4.6 KiB
PDF Extraction Benchmarks
Enterprise Benchmark (2025 Procycons)
Production-grade comparison of ML-based PDF extraction tools.
| Tool | Table Accuracy | Text Fidelity | Speed (s/page) | Memory (GB) |
|---|---|---|---|---|
| Docling | 97.9% | 100% | 6.28 | 2.1 |
| Marker | 89.2% | 98.5% | 8.45 | 3.5 |
| MinerU | 92.1% | 99.2% | 12.33 | 4.2 |
| Unstructured.io | 75.0% | 95.8% | 51.02 | 1.8 |
| PyMuPDF4LLM | 82.3% | 97.1% | 4.12 | 1.2 |
| LlamaParse | 88.5% | 97.3% | 6.00 | N/A (cloud) |
Test corpus: 500 academic papers, business reports, financial statements (mixed complexity)
Key finding: Docling leads in table accuracy with competitive speed. Unstructured.io despite popularity has poor performance.

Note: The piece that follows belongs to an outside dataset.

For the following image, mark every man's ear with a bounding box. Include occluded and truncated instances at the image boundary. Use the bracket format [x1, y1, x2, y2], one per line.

Source: Procycons Enterprise PDF Processing Benchmark 2025
Academic PDF Test (This Research)
Real-world testing on distributed cognition literature.
Test Environment
- PDFs: 4 academic books
- Total size: 98.2 MB
- Pages: ~400 pages combined
- Content: Multi-column layouts, tables, figures, references
Test Results
Speed (90-page PDF, 1.9 MB)
| Tool | Total Time | Per Page | Speedup |
|---|---|---|---|
| pdftotext | 0.63s | 0.007s/page | 60x |
| PyMuPDF | 1.18s | 0.013s/page | 33x |
| Docling | 38.86s | 0.432s/page | 1x |
| pdfplumber | 38.91s | 0.432s/page | 1x |
Quality (Issues per document)
| Tool | Consecutive Spaces | Excessive Newlines | Control Chars | Garbled | Total |
|---|---|---|---|---|---|
| pdfplumber | 0 | 0 | 0 | 0 | 0 |
| PyMuPDF | 1 | 0 | 0 | 0 | 1 |
| Docling | 48 | 2 | 0 | 0 | 50 |
| pdftotext | 85 | 5 | 0 | 0 | 90 |
Structure Preservation
| Tool | Headers | Tables | Lists | Images |
|---|---|---|---|---|
| Docling | ✓ 36 | ✓ 16 rows | ✓ 307 items | ✓ 4 markers |
| PyMuPDF | ✗ | ✗ | ✗ | ✗ |
| pdfplumber | ✗ | ✗ | ✗ | ✗ |
| pdftotext | ✗ | ✗ | ✗ | ✗ |
Key finding: Docling is the ONLY tool that preserves document structure.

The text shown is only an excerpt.